INTERVENTIONS PROMOTED
NOTABLE PATIENTS
NOTES

Eugen Steinach (28 January 1861 to 14 May 1944) was an Austrian physiologist born in Hohenems, County of Tyrol. He studied natural science at the University of Geneva and completed his medical degree at the University of Vienna in 1886. From 1912 he directed the physiological division of the Biologische Versuchsanstalt in Vienna’s Prater district. His experimental work in the 1900s and 1910s established that testicular interstitial cells are the source of male sex hormones, and he conducted sex-reversal experiments in rodents. The first human vasoligation performed on his theoretical basis occurred in 1918, conducted by Robert Lichtenstern. By the early 1920s the procedure had spread across Europe and, through American practitioners including Harry Benjamin and Charles H. Chetwood, to the United States.

Steinach’s scientific standing during the vasoligation era was ambiguous.
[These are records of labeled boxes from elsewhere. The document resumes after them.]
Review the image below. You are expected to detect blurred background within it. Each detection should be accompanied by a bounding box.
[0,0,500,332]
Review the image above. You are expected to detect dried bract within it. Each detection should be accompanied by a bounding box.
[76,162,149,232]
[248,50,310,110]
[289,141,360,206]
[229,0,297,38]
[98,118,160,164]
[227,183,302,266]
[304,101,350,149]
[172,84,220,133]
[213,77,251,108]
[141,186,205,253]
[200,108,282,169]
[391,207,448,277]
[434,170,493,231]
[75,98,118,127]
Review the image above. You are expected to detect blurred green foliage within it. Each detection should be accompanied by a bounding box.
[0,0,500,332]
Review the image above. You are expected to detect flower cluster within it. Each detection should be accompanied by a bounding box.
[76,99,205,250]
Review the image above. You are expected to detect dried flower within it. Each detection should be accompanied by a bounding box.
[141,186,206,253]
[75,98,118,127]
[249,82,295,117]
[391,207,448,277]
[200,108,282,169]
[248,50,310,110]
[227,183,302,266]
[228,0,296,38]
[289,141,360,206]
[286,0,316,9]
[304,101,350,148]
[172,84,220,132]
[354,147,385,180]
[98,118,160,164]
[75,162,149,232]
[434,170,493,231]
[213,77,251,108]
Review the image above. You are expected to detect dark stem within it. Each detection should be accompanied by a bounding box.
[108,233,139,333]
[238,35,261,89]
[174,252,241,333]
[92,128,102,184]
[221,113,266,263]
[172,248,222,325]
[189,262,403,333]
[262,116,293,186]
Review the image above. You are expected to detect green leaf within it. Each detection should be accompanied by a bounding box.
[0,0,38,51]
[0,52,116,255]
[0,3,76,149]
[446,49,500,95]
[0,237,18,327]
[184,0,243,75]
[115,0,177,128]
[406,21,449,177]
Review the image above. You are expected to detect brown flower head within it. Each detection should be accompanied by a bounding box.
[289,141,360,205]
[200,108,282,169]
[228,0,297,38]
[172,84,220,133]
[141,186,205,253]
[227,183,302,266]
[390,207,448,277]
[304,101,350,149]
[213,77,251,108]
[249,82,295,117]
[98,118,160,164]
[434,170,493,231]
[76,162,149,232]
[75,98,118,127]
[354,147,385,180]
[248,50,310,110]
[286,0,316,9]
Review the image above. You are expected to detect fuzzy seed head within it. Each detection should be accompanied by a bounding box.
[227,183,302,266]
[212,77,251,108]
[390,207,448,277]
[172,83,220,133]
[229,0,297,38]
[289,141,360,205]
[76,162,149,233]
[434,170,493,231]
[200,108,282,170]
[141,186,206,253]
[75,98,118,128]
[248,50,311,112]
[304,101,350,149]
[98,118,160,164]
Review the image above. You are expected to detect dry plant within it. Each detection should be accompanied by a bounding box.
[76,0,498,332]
He was under active Nobel Prize consideration between 1920 and 1938, nominated at least nine times, and the Nobel Committee judged aspects of his endocrinological research as potentially prizeworthy while ultimately withholding the award. His forced exile from Vienna in 1938 following the Nazi annexation of Austria ended his access to institutional platforms; he died in Territet, near Montreux, Switzerland, on 14 May 1944 at age 83.

The vasoligation procedure was abandoned from roughly 1935 onward as synthetic testosterone became available and no mechanistic evidence supported the claimed hormone shift. Steinach’s core physiological discoveries regarding interstitial cells and sex hormones remained valid contributions to endocrinology; his clinical extrapolation to vasoligation-as-rejuvenation did not survive evidentiary scrutiny.